Can someone talk me out of giving up on the Bow-ti? (Or should I just send it to you to end my pain?)

Maybe it doesn't match my riding style. But surrounded by lots of new dualies, I thought I should own a longer travel bike. Maybe there are improved performance choices now. I just hate factory/China/carbon. No personality. That's why I lurk in VRC.

I also own Slingshots and Softride Beam bikes, and this Bow-ti behaves in some ways like both of those designs. Super comfy sitting, a little springy standing. Weird.


----------



## Guest (Jan 4, 2015)

^^ I like your style! Were we on the same trail?


----------



## datawhacker (Dec 23, 2004)

I doubt it. A ton of Ibis's were purple and blue with drop bars. Mine has a set of flat bars that came with it as well.


----------



## iamkeith (Feb 5, 2010)

Love seeing all the new activity in this thread. I posted one picture of my Hakkalugi in the vintage cyclocross thread a couple of years ago, but realized that I've never added any here, either.

1997 model year. 58cm. Custom fork by Chris Igleheart. I've changed the stem since these photos were taken - still dialing that part in, and have contemplated having Clockwork Joel make a repro LD stem, like @rthomers a couple of pages up, but otherwise I love the ride.

This might just be "the" bike that I would keep, if I could only have one.


----------



## MTB Pharm (Mar 10, 2007)

DFA said:


> Picked this up today. Was told it's an Ibis bottle holder. Can't find anything on the interwebs about it.

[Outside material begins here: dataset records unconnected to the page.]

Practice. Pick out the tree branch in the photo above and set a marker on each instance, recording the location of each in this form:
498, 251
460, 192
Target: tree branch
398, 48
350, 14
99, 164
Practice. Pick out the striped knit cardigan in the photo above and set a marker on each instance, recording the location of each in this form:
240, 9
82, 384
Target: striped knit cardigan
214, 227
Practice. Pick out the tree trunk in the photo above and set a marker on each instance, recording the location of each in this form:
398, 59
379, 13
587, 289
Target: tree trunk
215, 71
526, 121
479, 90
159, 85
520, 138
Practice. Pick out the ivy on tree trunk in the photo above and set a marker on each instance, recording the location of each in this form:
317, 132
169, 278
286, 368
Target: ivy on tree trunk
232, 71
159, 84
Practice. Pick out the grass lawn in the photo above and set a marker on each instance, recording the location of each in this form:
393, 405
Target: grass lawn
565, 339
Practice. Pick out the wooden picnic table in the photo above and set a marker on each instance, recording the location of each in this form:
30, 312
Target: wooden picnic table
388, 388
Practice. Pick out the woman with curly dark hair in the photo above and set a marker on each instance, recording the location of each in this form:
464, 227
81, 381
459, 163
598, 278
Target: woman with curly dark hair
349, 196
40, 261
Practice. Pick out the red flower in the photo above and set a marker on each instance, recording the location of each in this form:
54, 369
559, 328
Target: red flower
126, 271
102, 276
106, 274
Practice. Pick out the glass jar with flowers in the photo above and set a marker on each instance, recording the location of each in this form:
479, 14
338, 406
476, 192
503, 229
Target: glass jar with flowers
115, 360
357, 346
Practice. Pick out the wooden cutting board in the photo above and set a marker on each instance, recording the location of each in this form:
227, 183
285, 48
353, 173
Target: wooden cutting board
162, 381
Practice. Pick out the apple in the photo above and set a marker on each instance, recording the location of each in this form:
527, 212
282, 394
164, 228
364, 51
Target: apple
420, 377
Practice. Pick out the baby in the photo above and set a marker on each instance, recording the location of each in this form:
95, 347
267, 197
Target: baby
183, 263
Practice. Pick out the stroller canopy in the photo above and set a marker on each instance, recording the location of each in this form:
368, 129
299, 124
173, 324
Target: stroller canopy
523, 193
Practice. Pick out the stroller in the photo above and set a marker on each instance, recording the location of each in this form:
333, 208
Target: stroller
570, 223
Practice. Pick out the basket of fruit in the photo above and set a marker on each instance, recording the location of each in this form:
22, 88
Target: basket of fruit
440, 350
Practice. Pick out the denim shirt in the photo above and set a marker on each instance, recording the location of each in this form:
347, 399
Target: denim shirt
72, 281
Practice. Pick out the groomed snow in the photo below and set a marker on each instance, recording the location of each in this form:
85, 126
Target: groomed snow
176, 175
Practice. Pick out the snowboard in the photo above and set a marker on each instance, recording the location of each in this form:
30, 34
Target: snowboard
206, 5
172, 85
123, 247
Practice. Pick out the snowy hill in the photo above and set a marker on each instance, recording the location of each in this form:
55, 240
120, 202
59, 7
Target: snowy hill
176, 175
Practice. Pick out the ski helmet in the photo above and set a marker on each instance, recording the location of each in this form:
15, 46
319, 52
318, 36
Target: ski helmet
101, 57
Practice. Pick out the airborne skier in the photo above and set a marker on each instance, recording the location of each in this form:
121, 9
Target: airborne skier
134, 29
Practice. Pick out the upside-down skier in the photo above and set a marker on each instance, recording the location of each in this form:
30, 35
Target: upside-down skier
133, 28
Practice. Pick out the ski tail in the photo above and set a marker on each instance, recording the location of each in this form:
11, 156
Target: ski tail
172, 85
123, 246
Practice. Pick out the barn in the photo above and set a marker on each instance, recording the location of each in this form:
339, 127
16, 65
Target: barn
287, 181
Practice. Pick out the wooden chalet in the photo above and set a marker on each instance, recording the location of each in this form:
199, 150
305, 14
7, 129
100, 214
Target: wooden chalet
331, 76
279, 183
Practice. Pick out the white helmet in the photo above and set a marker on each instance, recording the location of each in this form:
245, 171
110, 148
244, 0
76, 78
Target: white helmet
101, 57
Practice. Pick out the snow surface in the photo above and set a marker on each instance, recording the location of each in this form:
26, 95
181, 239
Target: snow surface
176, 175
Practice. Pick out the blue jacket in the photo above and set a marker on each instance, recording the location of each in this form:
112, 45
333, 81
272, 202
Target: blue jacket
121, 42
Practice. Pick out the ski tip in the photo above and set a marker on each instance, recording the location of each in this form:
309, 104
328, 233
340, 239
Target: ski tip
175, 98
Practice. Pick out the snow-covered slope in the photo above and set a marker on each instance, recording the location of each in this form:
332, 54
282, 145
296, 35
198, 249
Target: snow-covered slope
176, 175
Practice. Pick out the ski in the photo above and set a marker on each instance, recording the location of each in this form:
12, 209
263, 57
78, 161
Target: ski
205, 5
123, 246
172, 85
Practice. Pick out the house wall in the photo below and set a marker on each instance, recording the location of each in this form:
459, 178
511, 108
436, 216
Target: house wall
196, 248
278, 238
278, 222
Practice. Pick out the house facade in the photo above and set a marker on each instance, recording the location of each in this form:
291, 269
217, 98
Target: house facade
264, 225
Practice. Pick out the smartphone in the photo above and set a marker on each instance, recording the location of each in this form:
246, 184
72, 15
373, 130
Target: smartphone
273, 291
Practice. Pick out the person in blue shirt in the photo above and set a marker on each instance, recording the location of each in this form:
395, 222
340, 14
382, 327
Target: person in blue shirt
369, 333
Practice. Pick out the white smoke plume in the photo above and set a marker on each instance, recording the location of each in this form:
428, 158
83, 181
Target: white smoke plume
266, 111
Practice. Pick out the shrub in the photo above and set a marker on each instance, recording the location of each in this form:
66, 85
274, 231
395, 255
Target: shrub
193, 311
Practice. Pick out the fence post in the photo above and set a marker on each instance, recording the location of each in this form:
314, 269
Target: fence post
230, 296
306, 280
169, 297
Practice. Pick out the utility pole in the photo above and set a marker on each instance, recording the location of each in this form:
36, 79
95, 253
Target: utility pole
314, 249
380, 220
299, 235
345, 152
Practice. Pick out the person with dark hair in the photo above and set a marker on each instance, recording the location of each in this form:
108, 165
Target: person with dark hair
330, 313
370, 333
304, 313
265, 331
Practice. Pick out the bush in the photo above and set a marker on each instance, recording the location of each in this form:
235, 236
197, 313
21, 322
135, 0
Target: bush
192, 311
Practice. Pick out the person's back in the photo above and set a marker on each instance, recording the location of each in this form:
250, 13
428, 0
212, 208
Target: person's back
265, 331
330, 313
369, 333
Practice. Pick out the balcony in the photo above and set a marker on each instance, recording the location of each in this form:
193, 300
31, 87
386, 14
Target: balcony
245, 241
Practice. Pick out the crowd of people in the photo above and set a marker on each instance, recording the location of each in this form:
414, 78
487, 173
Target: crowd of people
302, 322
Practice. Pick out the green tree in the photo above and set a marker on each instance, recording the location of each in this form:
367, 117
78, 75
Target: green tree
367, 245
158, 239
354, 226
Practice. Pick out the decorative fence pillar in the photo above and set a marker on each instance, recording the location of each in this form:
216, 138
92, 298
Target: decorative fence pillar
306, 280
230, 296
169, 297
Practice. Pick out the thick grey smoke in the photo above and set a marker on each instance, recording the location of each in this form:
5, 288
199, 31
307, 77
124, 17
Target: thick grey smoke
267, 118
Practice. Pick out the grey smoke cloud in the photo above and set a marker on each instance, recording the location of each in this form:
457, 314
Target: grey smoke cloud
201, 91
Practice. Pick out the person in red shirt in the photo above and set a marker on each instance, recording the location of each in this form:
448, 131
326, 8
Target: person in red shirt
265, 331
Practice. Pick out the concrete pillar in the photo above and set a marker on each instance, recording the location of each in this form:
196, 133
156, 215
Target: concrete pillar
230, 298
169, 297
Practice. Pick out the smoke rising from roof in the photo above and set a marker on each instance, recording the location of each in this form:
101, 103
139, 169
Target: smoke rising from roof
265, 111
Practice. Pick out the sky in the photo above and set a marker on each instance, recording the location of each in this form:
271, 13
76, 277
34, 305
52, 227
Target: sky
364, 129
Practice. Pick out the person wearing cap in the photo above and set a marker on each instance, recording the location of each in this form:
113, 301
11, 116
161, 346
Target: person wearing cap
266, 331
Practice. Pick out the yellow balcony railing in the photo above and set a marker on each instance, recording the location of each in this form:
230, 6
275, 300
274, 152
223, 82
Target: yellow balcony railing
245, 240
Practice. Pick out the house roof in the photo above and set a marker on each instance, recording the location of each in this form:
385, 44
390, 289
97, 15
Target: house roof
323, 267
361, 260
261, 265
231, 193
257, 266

Maybe someone can shed some light on it.


Chef is correct. I have/had one too. The original thermos started leaking so it is long gone. The cage though I still have and it fits other brands of thermos. I installed it on one of my bikes a few weeks ago, but I found that I was catching the "hooks" on the left. May consider remounting it to the seatpost possibly.


----------



## datmony (Jul 12, 2012)

Anyone know of a good place to get either original or repro sticker kits for an Ibis SS? I haven't quite given up on the paint of the purple SS I am working on rebuilding but it is getting close to biting the bullet on it.


----------



## super_stein (Mar 2, 2004)

datmony said:


> Anyone know of a good place to get either original or repro sticker kits for an Ibis SS? I haven't quite given up on the paint of the purple SS I am working on rebuilding but it is getting close to biting the bullet on it.


Try [email protected]


----------



## oneschnark (Dec 16, 2013)

Ibis with mavic

Philippe


----------



## iamkeith (Feb 5, 2010)

datmony said:


> Anyone know of a good place to get either original or repro sticker kits for an Ibis SS? I haven't quite given up on the paint of the purple SS I am working on rebuilding but it is getting close to biting the bullet on it.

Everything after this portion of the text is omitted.